Söz konusu düzenleme şöyle:
”Madde 339/A- (1) Bu bölümde düzenlenen suçları oluşturmamak kaydıyla, Devletin güvenliği veya iç veya dış siyasal yararları aleyhine yabancı bir devlet veya organizasyonun stratejik çıkarları veya talimatı doğrultusunda;
a) Türk vatandaşları veya kurum ve kuruluşları ya da Türkiye’de bulunan yabancılar hakkında araştırma yapan veya yaptıranlar, b) Türkiye’de suç işleyenler, hakkında, üç yıldan yedi yıla kadar hapis cezası verilir. Fiilin, bu bölümde düzenlenen suçlar dışında başka bir suç oluşturması halinde hem bu suçtan hem de ilgili suçtan dolayı ayrı ayrı cezaya hükmolunur.
(2) Fiil, savaş sırasında işlenmiş veya Devletin savaş hazırlıklarını veya savaş etkinliğini veya askerî hareketlerini tehlikeyle karşı karşıya bırakmış ise faile sekiz yıldan oni ki yıla kadar hapis cezası verilir.
(3) Suçun, milli güvenlik açısından stratejik önemi haiz birimler ile proje, tesis ve hizmetleri yerine getiren kurum ve kuruluşlarda görev yapanlar tarafından işlenmesi halinde verilecek ceza bir kat artırılır.
(4) Bu suçtan dolayı kovuşturma yapılması, Adalet Bakanı’nın iznine bağlıdır.”
Maddenin Gerekçesi Muğlak
9. Yargı Paketi ile getirilmesi planlanan ‘etki ajanlığı’ olarak belirtilen bu yeni suçun gerekçesi de oldukça muğlak. Buna göre, “5237 Sayılı Kanunda “Devlet Sırlarına Karşı Suçlar ve Casusluk” suçları düzenlenmiştir, ancak bu düzenleme ”Belge ve bilgi temini veya açıklanması dışında devletin güvenliği ile iç veya dış siyasal yararları aleyhine olacak şekilde gerçekleştirilen diğer faaliyetler bakımından herhangi bir yaptırım öngörülmemiştir” denilerek yetersiz olduğu belirtiliyor. Bu getirilecek maddeyle “diğer faaliyetler” adı altında yeni bir suçun kabul edilmesi öngörülüyor.
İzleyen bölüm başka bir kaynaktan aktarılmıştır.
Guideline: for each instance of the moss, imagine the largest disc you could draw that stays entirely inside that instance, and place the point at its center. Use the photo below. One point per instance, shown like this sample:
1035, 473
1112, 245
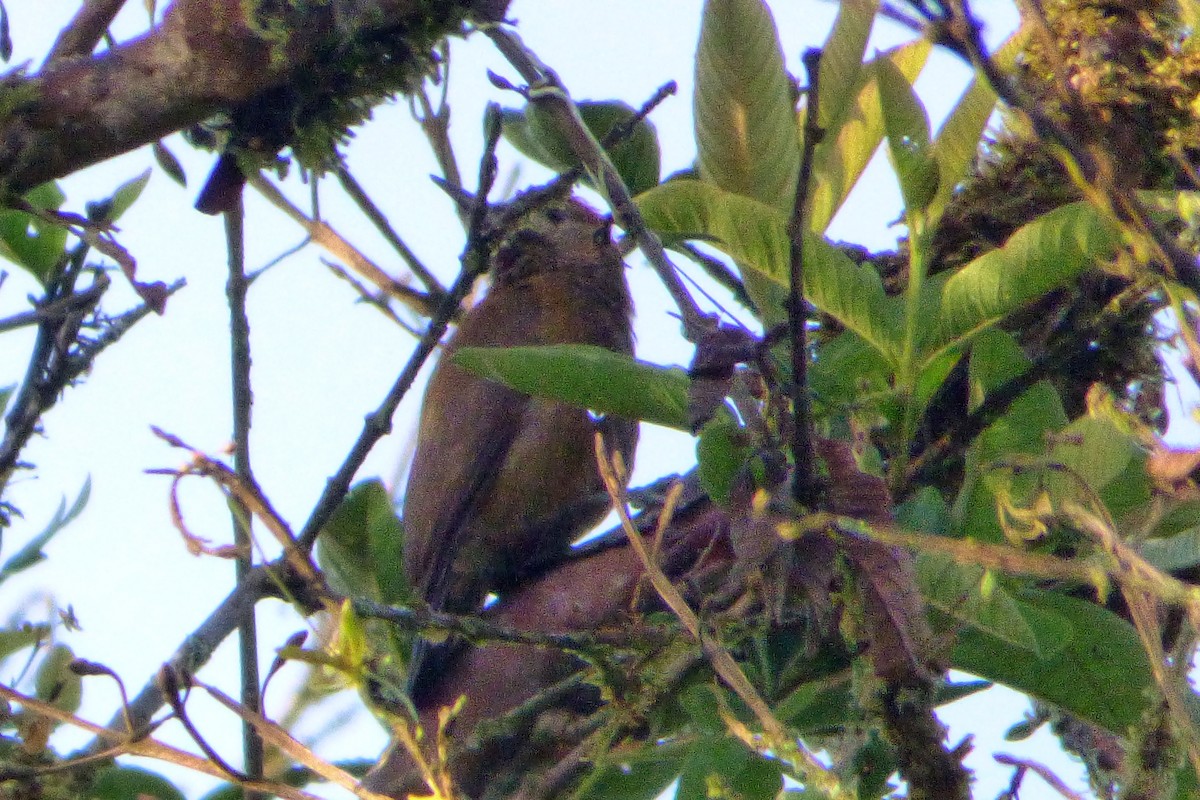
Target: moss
339, 88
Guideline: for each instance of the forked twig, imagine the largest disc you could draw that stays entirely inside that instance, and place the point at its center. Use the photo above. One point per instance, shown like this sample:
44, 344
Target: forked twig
787, 747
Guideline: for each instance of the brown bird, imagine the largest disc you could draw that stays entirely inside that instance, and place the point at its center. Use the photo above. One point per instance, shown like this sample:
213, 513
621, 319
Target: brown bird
502, 480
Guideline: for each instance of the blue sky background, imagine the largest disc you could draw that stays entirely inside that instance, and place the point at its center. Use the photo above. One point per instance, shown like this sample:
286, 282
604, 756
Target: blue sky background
322, 361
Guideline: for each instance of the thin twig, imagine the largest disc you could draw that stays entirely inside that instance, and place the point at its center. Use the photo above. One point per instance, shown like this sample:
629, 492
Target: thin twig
283, 741
479, 629
85, 30
55, 361
323, 235
115, 741
1093, 168
547, 91
961, 429
1042, 770
243, 405
787, 747
372, 212
196, 650
805, 488
377, 301
378, 423
436, 125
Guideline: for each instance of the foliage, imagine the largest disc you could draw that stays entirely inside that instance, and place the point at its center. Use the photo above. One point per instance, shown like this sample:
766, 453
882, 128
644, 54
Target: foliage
975, 405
Yeni suçun kabul edilmesiyle birlikte ise devletin güvenliği ile iç veya dış siyasal yararları aleyhine yabancı bir devlet veya organizasyonun stratejik çıkarları veya talimatı doğrultusunda gerçekleştirilen bazı fiillerin yaptırıma bağlanacağı kaydediliyor.
Anayasa Mahkemesi Kararı Yok Sayılıyor
Yine söz konusu taslağa göre 721 sayılı Türk Medeni Kanunu’nun 187’nci maddesinde yer alan, “kadının soyadı” düzenlemesinde yapılacak değişiklik ile Anayasa Mahkemesi (AYM) kararına kararına rağmen kadınlar evlendikten sonra bekarlık soyadlarını tek başına kullanamayacak. Söz konusu taslakta 13’üncü maddede 4721 sayılı Türk Medeni Kanunu’nun 187’nci maddesinde yer alan “kadının soyadı”, “hak düşürücü süreler” başlıklarında düzenleme öngörülüyor.